The first people to occupy Banff were Native Americans who arrived in the Bow River Valley nearly 11,000 years ago, as the last Ice Age was coming to an end. Finding the winter climate mild due to the chinooks (strong, warm winds that rush out of the mountains and onto the prairie in the middle of the winter), they settled in the protected mountain valleys, and enjoyed the abundance of fish and wildlife that called the eastern slopes of the Rocky Mountains home. Over time, they developed into the Cree, Kootenay and Blackfoot tribes, who coexisted in relative peace for the next 9,900 years.
In the late 1700's, a smallpox epidemic washed over the Great Plains, killing half the native population and seriously weakening the survivors. As well, buffalo hunters had reduced the thundering herds to a shadow of their former selves, eradicating a major source of food. Territorial conflicts broke out among the tribes, who had received horses and firearms from trading partners to the east. Rumours of European traders and missionaries began arriving, and soon after explorers began to trickle into the area. Most of the travellers were in the employ of the Hudson’s Bay Company, and were seeking new areas to trap and trade furs.
Fur trading and mining exploration remained the primary activities in the region until the 1850's, when surveying expeditions, including the famous Palliser Expedition, came to chart the Southern Rockies and Northwestern prairies. Their maps were used in the definition of the emerging country of Canada, and would prove vital in later years for defining the route of the Canadian National Railroad, which would eventually link the Pacific and Atlantic Oceans, and provide a vital trade link between Europe and the Orient.
In 1883, the Canadian National Railroad was pushed through the Rocky Mountain ramparts via the Bow River Valley, passing close to the present day Banff townsite. During the construction of the railroad, three construction workers were exploring the slopes of nearby Sulphur Mountain when they stumbled across a collection of small hot springs bubbling out of the rock. A heated debate erupted over the ownership of the springs, which would later be known as the Cave and Basin.
The Government of Canada finally stepped in and designated the springs, as well as a 673-square-kilometre area surrounding them, as the country's first national park. It was called the Rocky Mountains Park, and instantly became popular with travellers on the railroad, which had a station called Siding 29 nearby.

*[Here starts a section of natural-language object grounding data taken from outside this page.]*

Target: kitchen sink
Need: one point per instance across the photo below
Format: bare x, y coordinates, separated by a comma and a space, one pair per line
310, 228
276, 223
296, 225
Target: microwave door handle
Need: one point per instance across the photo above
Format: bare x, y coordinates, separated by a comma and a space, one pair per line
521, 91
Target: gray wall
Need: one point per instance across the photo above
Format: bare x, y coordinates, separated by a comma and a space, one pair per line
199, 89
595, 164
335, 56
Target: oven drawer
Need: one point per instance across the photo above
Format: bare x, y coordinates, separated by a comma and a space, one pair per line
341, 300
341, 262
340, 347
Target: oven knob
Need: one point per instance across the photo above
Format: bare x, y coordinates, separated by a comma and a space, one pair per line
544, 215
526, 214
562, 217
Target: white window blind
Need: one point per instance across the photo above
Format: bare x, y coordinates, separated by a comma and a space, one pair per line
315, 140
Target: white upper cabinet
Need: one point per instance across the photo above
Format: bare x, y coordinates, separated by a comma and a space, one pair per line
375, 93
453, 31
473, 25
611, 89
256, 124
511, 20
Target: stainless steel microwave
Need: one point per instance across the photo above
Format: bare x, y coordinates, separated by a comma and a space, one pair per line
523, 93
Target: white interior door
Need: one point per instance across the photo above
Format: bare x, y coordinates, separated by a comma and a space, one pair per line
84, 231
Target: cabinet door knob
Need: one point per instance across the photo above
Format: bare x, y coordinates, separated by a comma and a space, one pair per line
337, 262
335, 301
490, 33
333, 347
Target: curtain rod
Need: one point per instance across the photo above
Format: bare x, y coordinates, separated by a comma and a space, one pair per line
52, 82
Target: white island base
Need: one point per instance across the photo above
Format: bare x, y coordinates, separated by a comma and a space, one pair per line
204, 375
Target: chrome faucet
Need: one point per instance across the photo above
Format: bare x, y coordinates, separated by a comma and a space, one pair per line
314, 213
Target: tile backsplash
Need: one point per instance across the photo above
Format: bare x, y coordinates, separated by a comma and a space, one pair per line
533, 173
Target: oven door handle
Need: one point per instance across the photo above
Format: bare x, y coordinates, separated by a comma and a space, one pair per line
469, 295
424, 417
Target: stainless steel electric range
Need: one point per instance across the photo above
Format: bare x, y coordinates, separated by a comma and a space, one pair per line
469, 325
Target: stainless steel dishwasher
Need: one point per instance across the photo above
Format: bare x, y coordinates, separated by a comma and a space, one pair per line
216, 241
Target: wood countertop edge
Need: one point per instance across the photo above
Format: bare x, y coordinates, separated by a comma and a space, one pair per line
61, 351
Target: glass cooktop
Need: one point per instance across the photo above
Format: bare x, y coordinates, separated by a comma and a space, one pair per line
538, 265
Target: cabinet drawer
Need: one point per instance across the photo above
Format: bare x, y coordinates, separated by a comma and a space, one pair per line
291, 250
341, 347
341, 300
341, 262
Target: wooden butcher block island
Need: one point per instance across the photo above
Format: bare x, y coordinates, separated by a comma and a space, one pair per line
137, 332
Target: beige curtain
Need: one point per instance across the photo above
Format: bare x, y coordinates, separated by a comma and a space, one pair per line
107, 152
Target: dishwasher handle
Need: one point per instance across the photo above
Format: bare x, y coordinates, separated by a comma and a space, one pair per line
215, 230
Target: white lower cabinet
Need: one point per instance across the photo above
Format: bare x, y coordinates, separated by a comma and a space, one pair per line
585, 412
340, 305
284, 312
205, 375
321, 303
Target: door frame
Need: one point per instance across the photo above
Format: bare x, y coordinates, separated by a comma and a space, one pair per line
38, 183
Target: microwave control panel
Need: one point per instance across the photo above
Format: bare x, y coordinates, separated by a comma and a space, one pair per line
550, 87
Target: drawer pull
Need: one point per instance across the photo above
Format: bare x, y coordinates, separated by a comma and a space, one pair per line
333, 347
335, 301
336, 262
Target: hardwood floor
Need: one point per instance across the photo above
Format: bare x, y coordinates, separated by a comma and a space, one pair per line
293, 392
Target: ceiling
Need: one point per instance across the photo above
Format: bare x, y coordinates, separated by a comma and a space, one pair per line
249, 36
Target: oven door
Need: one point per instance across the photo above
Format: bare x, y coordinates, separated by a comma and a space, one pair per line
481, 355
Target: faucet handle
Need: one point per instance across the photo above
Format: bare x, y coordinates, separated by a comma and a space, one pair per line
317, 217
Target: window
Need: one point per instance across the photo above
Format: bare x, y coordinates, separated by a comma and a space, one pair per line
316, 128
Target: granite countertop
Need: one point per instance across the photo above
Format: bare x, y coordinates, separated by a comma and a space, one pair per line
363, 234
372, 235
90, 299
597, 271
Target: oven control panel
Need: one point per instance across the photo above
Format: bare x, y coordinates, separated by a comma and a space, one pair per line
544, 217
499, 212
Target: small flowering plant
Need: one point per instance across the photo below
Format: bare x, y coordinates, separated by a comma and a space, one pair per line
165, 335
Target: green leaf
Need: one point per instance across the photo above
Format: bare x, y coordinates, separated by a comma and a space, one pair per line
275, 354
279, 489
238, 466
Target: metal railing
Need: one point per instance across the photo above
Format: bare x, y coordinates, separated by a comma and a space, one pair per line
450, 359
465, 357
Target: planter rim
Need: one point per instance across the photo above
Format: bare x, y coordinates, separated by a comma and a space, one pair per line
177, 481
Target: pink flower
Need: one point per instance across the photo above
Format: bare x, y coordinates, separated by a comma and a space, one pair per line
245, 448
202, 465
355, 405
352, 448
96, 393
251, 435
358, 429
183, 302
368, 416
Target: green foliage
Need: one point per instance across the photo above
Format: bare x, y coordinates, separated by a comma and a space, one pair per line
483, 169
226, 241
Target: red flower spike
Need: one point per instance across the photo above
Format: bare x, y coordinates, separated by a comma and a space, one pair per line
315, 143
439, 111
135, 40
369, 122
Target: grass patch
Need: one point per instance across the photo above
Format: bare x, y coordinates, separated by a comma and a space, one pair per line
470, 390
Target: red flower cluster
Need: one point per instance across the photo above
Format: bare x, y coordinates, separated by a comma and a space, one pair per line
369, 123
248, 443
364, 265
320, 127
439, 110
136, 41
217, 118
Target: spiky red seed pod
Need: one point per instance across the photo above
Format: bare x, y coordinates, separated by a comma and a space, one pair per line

Siding 29 quickly became the birthplace for the town of Banff, and the jumping-off point for the newly constructed Banff Springs Hotel. The hotel had many renovations between 1888 and 1926, and evolved from a spartan wooden hut to the palatial structure present today. It became a tourist attraction in its own right, drawing European aristocracy with its mineral springs and revitalizing spa, as well as luxury seldom equalled elsewhere in North America.
With the hotel came Banff’s tourism era. The Canadian Pacific Railway Corporation, which owned both the Banff Springs and the Chateau Lake Louise, imported Swiss mountain guides to take visitors up to the icefields and onto the highest peaks surrounding the town.